Sementara itu Tolaram Group Inc. membeli 765.825.381 saham PT Bank Amar Indonesia Tbk. atau AMAR pada 6 Juni 2022. Aksi tersebut membuat kepemilikan perusahaan konglomerasi asal Singapura di Bank Amar naik dari 60,38 persen menjadi 65,93 persen.
Kemudian terdengar kabar bahwa Akulaku akan mempertebal kepemilikan sahamnya di PT Bank Neo Commerce Tbk. (BYBB) menjadi 40 persen, dari sebelumnya 27,5 persen.
Rencana penambahan modal tersebut terjadi di tengah perang promosi yang dilakukan bank-bank digital. Sekedar informasi, pada April 2022 beban promosi dan pemasaran sejumlah bank digital membengkak.
Berdasarkan laporan publikasi keuangan bank digital, Bank Neo Commercemenjadi bank digital yang paling loyal dalam menggelontorkan biaya promosi pada April 2022.
Beban promosi BYBB meningkat 10.724 persen yoy pada April 2022 menjadi Rp190,83 miliar dari April 2022 sebesar Rp1,76 miliar.

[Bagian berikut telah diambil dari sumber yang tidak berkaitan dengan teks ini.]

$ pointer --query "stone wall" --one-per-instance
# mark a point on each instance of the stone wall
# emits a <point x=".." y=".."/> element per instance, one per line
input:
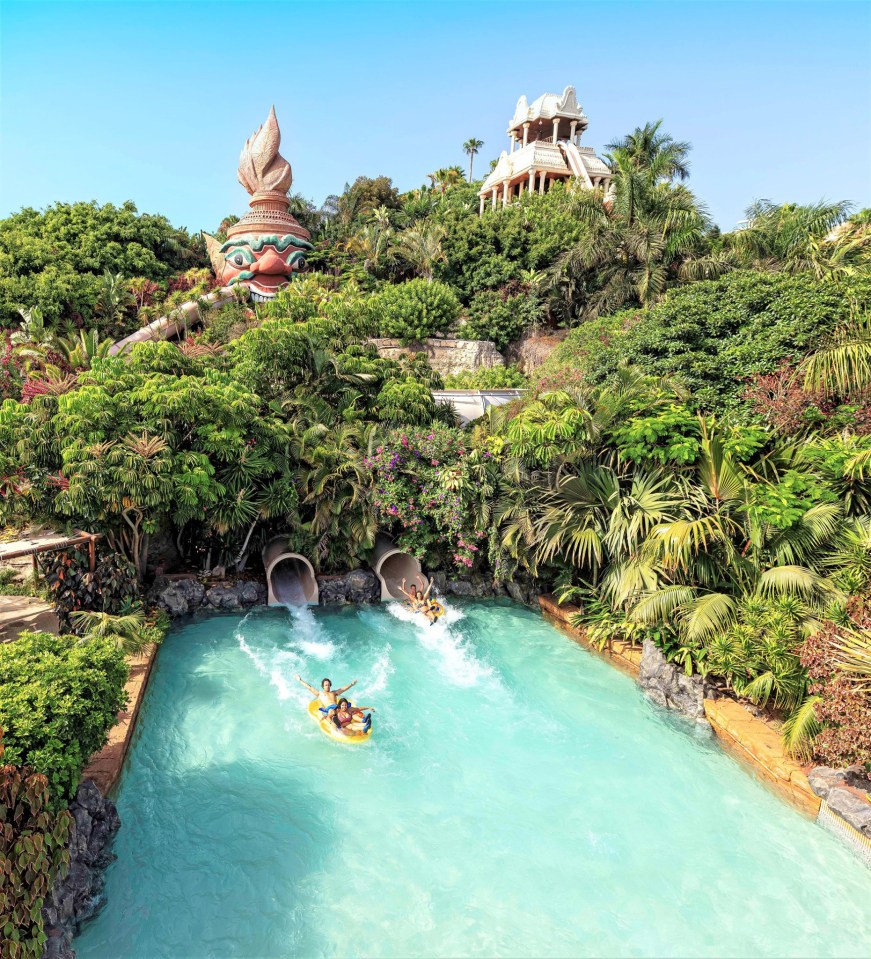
<point x="668" y="685"/>
<point x="79" y="894"/>
<point x="358" y="586"/>
<point x="447" y="356"/>
<point x="183" y="595"/>
<point x="531" y="351"/>
<point x="845" y="791"/>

Selanjutnya, PT Bank Aladin Syariah Tbk. (BANK) menempati posisi kedua dengan kenaikan mencapai 3.754 persen secara tahunan. Beban biaya yang harus digelontorkan Bank Aladin naik dari Rp137 juta pada posisi April 20221 menjadi Rp5,28 miliar per April 2022.
Tak mau kalah, di posisi ketiga, PT Allo Bank Indonesia Tbk. (BBHI) yang dimiliki oleh taipan Chairul Tanjung alias CT juga melakukan promosi besar-besaran saat meluncurkan Allo Bank melalui Allo Bank Festival 2022 yang dihelat selama tiga hari pada 20-22 Mei 2022 di Istora Senayan, Jakarta.
Dalam penyelenggaraannya, Allo Bank menghadirkan boy band dan girl band asal Korea Selatan, NCT Dream dan Red Velvet, untuk menarik antusiasme calon nasabah. Aksi jor-joran ini pun tak menutup kemungkinan akan berdampak pada menggunungnya biaya promosi perseroan. Pada April 2022 beban promosi Allo Bank sudah meningkat 767 persen yoy, dari Rp86 juta menjadi Rp746 juta.